Non abbiamo la pretesa di saperlo, non siamo nemmeno sicuri di essere riusciti a farlo profondamente. Quel che possiamo dire con certezza è che il nostro vero argomento di studio, il rovello etico e estetico che accompagna e azzanna tutti noi, non è nient’altro che l’essere umano. Ecco allora che, per quanto i linguaggi e gli stili siano differenti, sono semplici sfaccettature di quell’unico grumo di carne e pensiero che rappresentiamo. Che sia voce, corpo, penna o tastiera, ogni fatto artistico è prima di tutto un fatto umano. Perciò questa sinergia viene da sé. Si tratta solo di dar sfogo a ogni possibile direzione artistica portiamo dentro. Con questo intendiamo dire che forse la nostra non è stata nemmeno una vera scelta, ma la naturale conseguenza di aver individuato nell’essere umano il nostro oggetto di studio. In più aver cominciato leggendo e approfondendo la poesia ha contribuito non poco. In qualsiasi testo di un poeta che sia tale davvero (e Caproni nel nostro caso lo è senza dubbio) non è difficile riscontrare già tutte le altre forme di espressione artistica: ritmo, melodia, coreografia, interpretazione, senso, significato. Basta scavare e portarlo a galla. O affogarci dentro. Il nostro gruppo “Alt” è di per sé una ‘commistione’: ognuno di noi al di fuori di questa esperienza porta avanti un percorso personale e si occupa professionalmente di una specifica “arte” (danza, teatro, letteratura, musica). Lavorare insieme significa mettere a disposizione del gruppo, in maniera del tutto naturale, le proprie peculiarità, esperienze, competenze, in una sinergia espressiva che è (ancora una volta!) fortemente umana.

Resoconto

Quali sono stati i momenti più significativi di questa esperienza? Quali sono le difficoltà che avete incontrato e le soddisfazioni maggiori?

Di momenti significativi ce ne sono stati molti. Come detto prima, in queste tre settimane abbiamo capito sempre più di non dover solo preparare e allestire performance, ma anche gettare le basi per costruire un nostro linguaggio. Per cui avere la percezione di essere sulla strada giusta e di poterla seguire per noi è stato un punto di svolta. Di difficoltà ce ne sono state diverse.

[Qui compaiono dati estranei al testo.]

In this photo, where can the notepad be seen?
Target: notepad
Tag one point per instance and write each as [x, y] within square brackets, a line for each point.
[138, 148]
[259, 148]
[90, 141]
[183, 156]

Il nostro modo di lavorare, ovvero partire dalla poesia per “performarla” attraverso il proprio vissuto ed emotività rendendo il tutto fruibile, è sicuramente arduo. “L’ora dell’Alt” richiede una grande disponibilità emotiva e creativa. Maneggiare elementi tanto infiammabili può essere rischioso. Detto questo dalle difficoltà nascono le idee e immagini migliori. Accettare rabbia, dolore, frustrazione e paura, per poi dominarle e trasformarle in creatività è la difficoltà maggiore. E noi crediamo di averla superata.

Rifareste questa esperienza? Pensate di poterla replicare in altri luoghi?

Rifaremmo tutto, magari col nostro “cast” al completo (per impegni già presi abbiamo dovuto rinunciare a due preziosi elementi). Per quel che riguarda lo spazio, siamo convinti che sperimentare nuovi luoghi possa solo giovarci. Il sospetto di poter funzionare in luoghi diversi dai canonici teatri è ormai una certezza. Chissà, magari presto lo proporremo all’aperto. Il rapporto fisico con lo spettatore per noi è una priorità: starcene in alto sul palco di un teatro forse limiterebbe il tutto, ma mai dire mai. 

Avete già nuovi progetti in mente?

Nuovi progetti sicuramente ne abbiamo, ma crediamo sia il momento di scavare e insistere con questa nuova fase de “L’ora dell’Alt”. Per cui, dopo una necessaria pausa estiva, ci rimetteremo di nuovo al lavoro cercando di esaurire l’esauribile.